Cork: Merchant City

Cork: Merchant City

Shipping

Shipping and maritime trade have always been a vital part of the life of Cork.  The city grew up where the River Lee starts to broaden out as it travels to the lower harbour and ultimately to the sea at Roches Point.  As the city developed, it created areas where ships could dock safely.  Indeed the Cork coat of arms shows a ship between two castles.

Trade by sea was essential in the expansion of Cork and by the 18th century regular links had been established with many overseas ports.  As well as the long established routes to Britain there were close trading connections with the continent.  French ports such as Bordeaux built up profitable associations with Cork, trading wine, brandy and luxury goods for agricultural products.  There was also a strong trade with the Baltic from where timber was imported.  Some Cork merchants had relations in ports overseas, enabling them to keep a close eye on business matters.  For example, members of the Coppinger, Galwey and Lawton families were based in Bordeaux on the west coast of France.

The geographical location of Cork enabled it to profit from routes between Britain and North America.  The provisions trade was particularly important to the city in the 18th and early 19th centuries, supplying products to ships en route to the West Indies and North America.  The outbreak of the American War of Independence in 1775 and the subsequent entry of France into that war on the side of the Americans, meant that shipping on the routes across the Atlantic was vulnerable to enemy attack.  One solution was to group large numbers of vessels together in a convoy and escort them to their destination with warships.  The large sheltered harbour at Cork was ideal for gathering ships for this purpose during an age when sailing ships often had to wait days or even weeks for a fair wind.  The value of the harbour was not forgotten when war broke out in the 1790s against France and again Cork became a busy gathering place for shipping. 

During this time, much of the main shipping activity took place in the lower harbour as navigation to the city itself was difficult for larger vessels.

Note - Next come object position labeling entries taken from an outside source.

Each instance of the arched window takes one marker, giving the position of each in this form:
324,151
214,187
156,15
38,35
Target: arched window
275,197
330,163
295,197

This was an increasing problem as the size of ships grew during the 19th and 20th centuries.  As late as the 1870s, some ships still had to unload their cargo onto lighters (smaller vessels) at Passage West in the harbour to be brought up to the city.

The authorities recognised this problem and set about a series of improvements.  A new Navigation Wall (now the Marina) was constructed from the mid-18th century to improve the access for shipping as it approached the city.  Similarly, over time, the quaysides in the city itself were improved so that ships could more easily discharge directly onto the city docks.  The result was greatly expanded shipping operations close to the city centre and near the various industries and trades there from the 19th century.  Ironically, by the late 20th century large scale shipping activities again moved to the lower harbour where specially built deep water facilities were developed at Ringaskiddy.

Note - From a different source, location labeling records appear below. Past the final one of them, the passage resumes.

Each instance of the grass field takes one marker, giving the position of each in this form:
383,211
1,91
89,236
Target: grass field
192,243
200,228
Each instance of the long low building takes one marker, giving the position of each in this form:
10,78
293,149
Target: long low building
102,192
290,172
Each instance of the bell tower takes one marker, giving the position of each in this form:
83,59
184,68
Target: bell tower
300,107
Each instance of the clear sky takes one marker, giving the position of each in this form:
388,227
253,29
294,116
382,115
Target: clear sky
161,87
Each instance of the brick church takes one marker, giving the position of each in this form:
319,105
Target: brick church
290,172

Citizens of Cork saw gradual changes in the type of ships using their port over the centuries.  Wooden hulled sailing vessels were the usual form of transport for people and cargo until the advent of steamships in the early 19th century.  As early as the 1820s there were paddlesteamers regularly using the port, acting as ferries within the harbour itself, to other ports in Ireland and on routes to Britain.  Steam and then diesel  gradually overtook sail, although wooden cargo sailing ships still called to the port as late as the 1930s.  From the mid-19th century iron and steel began to be used instead of wood in the construction of ships and, again, over time fewer and fewer wooden vessels were seen.  During the 19th century Cork had  successful shipbuilding enterprises constructing wooden and later iron vessels.  They also built yachts and boats to cater for the popular recreation of pleasure boating in the harbour area.